Queen’s Diamond Jubilee vanilla and summer fruit celebration cake
thebigfatnoodle’s special Diamond Jubilee vanilla and summer fruit cake
Preheat your oven to 180 degrees celsius. You’ll also need 3 18cm sandwich cake tins and 5-6 muffin cases and a muffin tray. The amount below enabled me to make a 3 layer vanilla cake and 5 extra large cupcakes.
260 grams self raising flour
260 grams sugar
260 grams butter
4 large eggs
1 tablespoon vanilla essence
1 tablespoon milk
Fresh fruit for decorating
I made a really nice buttercream frosting that I found online – it was divine! The blog I took it from has amazing pictures to show you how it’s made so here’s the link from the Tasty Kitchen if you want to learn to make it.

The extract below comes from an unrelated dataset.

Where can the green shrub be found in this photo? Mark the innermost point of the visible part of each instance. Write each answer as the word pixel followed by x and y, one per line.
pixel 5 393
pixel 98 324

Cream your butter and sugar together until light and fluffy. Gradually add your eggs, one at a team, continuing to beat the mixture. I would ensure at least 30 seconds to 1 minute of beating before you add each egg. Then add your vanilla essence and milk and beat in.
Finally, add your self-raising flour and fold in well.
Distribute your cake mixture evenly between the tins and put any extra batter into muffin cases.
Bake in the oven for 25 minutes or until a skewer comes out clean.
Wait until your cakes have cooled completely before decorating with buttercream and fruit. I used a traditional organic strawberry jam between one of my cake layers and then piled raspberries, blueberries and more buttercream on the second layer.
I decorated the extra cupcakes with buttercream, milky bar buttons, blueberries and strawberries.